Since June 29, members of the Ardoch and Shabot Obaadjiwan Algonquin Nations have been camped out at the entrance of Frontenac Ventures' site, preventing the company from entering the land on which they have staked claims. Neal Smitheman, the company's lawyer, said the Algonquins' occupation of the land is illegal and "could result in serious economic harm for the company."
The proposed exploration and mining area is on territory which the Algonquin nations say is theirs. They have been involved in negotiations with the provincial and federal government since 1991 over a land claim which covers territory throughout the Ottawa River watershed, including the land staked by Frontenac Ventures.
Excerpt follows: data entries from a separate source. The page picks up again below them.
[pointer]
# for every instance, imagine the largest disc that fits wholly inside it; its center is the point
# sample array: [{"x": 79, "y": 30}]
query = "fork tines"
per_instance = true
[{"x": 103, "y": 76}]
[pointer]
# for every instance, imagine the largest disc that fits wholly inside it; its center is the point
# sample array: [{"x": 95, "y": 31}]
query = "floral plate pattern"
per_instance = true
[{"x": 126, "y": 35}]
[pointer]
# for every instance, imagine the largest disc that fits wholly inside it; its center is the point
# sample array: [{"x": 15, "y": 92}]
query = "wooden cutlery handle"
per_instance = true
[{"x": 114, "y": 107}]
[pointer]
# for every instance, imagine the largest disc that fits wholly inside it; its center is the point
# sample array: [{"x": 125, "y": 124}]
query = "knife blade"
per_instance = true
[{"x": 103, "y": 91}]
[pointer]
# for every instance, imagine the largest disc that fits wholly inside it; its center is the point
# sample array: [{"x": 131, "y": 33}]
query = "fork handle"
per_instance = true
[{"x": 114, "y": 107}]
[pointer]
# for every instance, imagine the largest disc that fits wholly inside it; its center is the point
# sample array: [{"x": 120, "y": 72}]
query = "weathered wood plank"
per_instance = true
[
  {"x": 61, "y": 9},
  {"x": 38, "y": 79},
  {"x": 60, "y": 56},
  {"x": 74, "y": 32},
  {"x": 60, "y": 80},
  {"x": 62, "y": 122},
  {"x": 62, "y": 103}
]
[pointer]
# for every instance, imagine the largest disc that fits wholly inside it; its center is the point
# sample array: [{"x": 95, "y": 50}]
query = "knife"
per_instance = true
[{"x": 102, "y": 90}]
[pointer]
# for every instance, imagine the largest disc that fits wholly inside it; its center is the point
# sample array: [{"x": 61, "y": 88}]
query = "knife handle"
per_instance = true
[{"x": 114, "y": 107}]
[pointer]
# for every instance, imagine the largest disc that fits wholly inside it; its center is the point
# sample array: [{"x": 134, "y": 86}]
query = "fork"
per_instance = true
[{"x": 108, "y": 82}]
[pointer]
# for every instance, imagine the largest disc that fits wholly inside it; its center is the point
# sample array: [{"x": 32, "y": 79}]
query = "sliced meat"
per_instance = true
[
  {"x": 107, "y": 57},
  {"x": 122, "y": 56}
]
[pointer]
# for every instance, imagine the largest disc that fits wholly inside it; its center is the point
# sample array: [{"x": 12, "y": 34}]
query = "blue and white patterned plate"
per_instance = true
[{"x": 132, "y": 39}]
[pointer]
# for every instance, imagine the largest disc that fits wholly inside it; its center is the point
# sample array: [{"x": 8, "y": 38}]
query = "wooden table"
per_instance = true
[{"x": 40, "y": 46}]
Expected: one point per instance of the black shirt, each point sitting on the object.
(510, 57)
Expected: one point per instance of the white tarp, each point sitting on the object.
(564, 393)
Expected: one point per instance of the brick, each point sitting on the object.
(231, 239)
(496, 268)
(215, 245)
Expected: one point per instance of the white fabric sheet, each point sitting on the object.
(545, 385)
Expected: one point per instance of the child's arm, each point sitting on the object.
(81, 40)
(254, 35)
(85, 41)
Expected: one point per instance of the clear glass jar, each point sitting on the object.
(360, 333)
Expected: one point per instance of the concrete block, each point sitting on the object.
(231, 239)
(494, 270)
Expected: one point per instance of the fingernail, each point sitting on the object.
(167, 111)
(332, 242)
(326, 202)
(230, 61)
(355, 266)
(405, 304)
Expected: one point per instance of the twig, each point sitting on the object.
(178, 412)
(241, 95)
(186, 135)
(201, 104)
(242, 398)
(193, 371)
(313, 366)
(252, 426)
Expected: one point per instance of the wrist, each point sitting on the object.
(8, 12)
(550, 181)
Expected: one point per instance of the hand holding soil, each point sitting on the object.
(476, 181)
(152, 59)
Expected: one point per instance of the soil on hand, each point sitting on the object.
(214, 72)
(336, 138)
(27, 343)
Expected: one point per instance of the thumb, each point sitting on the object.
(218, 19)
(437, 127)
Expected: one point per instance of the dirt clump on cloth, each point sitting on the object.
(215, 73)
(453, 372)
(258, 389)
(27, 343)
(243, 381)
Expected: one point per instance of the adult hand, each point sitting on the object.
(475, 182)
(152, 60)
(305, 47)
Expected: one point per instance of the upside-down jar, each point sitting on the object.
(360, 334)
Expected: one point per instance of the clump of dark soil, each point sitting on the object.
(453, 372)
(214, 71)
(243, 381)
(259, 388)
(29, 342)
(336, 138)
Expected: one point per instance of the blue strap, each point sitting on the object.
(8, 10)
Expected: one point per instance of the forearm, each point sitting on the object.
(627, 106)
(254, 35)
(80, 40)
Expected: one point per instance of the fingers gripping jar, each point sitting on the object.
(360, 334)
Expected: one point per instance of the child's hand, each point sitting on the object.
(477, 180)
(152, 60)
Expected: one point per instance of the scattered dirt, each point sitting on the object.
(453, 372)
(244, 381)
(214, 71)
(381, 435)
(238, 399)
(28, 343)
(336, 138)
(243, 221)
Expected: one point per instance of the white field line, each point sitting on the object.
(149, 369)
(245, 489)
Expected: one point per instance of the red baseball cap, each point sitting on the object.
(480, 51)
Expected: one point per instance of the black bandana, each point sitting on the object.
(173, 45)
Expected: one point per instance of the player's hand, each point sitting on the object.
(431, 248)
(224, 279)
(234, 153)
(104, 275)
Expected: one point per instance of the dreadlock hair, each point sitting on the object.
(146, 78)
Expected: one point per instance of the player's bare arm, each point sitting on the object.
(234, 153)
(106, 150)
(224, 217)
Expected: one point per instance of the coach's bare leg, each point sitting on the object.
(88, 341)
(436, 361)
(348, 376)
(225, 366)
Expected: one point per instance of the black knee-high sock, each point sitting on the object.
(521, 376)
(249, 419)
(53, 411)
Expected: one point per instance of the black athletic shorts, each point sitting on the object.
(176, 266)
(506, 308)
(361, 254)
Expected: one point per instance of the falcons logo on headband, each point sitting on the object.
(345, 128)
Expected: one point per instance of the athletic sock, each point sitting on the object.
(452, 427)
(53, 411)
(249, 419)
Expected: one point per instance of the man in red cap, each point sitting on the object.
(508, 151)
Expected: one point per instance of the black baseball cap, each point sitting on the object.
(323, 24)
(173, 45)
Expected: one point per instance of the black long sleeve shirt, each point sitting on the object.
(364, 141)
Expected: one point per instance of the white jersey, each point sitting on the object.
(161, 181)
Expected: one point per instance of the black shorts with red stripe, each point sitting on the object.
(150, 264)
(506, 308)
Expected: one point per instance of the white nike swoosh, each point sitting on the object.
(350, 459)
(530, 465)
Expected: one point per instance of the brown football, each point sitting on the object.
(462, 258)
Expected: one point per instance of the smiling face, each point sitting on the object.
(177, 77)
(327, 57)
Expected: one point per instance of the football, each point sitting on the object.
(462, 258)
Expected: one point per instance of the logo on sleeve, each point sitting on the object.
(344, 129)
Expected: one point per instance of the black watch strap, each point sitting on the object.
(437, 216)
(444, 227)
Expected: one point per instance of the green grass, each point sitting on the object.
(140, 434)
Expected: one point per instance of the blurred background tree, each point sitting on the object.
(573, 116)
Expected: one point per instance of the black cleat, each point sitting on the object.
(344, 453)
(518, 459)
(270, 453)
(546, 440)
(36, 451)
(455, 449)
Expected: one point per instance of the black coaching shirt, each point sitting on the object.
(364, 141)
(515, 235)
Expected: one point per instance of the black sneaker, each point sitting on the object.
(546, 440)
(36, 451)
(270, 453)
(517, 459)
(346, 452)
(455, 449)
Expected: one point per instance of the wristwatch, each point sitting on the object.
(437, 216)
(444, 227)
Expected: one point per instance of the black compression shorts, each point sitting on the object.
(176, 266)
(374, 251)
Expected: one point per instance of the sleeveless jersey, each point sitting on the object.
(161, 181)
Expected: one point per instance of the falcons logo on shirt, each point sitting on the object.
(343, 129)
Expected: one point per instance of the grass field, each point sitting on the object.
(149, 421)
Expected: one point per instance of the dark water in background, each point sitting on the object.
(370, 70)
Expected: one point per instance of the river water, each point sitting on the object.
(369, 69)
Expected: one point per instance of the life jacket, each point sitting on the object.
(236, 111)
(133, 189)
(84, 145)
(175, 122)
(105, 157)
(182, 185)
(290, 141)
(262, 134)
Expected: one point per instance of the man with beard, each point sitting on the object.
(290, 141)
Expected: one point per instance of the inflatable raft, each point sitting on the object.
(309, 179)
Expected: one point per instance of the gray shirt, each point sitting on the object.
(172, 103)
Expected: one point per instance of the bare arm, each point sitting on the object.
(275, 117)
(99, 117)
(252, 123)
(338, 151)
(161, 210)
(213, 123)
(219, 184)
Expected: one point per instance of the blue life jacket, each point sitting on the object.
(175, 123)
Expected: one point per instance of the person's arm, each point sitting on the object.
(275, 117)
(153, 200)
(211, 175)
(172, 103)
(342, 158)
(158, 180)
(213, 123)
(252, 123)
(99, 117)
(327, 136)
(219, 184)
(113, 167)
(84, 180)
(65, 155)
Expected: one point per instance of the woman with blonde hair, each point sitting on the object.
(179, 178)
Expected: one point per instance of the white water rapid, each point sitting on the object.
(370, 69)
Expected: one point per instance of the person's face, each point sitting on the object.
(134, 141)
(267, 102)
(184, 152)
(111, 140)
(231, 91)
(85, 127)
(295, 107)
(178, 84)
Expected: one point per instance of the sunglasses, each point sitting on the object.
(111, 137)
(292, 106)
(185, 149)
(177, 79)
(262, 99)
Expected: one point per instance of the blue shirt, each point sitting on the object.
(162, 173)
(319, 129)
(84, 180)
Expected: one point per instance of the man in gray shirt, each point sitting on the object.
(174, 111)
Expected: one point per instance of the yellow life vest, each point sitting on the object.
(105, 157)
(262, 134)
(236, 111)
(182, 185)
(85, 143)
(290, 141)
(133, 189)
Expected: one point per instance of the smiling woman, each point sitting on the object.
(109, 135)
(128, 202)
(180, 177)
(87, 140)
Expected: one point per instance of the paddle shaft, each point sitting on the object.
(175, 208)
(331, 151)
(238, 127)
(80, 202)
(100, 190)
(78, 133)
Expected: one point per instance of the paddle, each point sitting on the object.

The lawsuit was filed against both Algonquin nations and their leaders - Ardoch spokesperson Robert Lovelace, Ardoch co-chiefs Paula Sherman and Randy Cota, honorary Ardoch chief Harold Perry and Shabot Obaadjiwan chief Doreen Davis - as well as persons unknown, Smitheman said. At this time, none of non-native landowners in the area who have joined in the protests have been served a lawsuit, he added.
The lawsuit - which charges the Algonquins with interference of economic rights, among other things - estimates that the occupation could cause the company $100 million in economic damages.
The allegations are outlined in the lawsuit, which has not yet been heard in court. It was filed in the Superior Court of Ontario, and will be heard in Kingston on July 30.
Smitheman said he expects a "brief adjournment" at that point in order to provide the Algonquins with time to respond.
"It's returnable July 30 and we'll see where it's at at that point," Smitheman added.
Chris Reid, the Algonquins' lawyer, said the lawsuit "wasn't entirely unexpected."
On Monday, he said, Frontenac's law firm tried to serve the lawsuit directly to the Algonquin chiefs, rather than operating through the lawyer. Reid said he received the lawsuit yesterday and responded hours later to request an adjournment. He said he is not available to be in court on July 30 and they want time to prepare a counter-claim against the company.
Reid said they will also be bringing action against the province.
"We're in this mess because the provincial government refused to meet their obligations to consult," prior to granting Frontenac Ventures mining rights in the area, he said.
He said he also asked for a more realistic schedule, hoping to go to court to have all claims heard in September.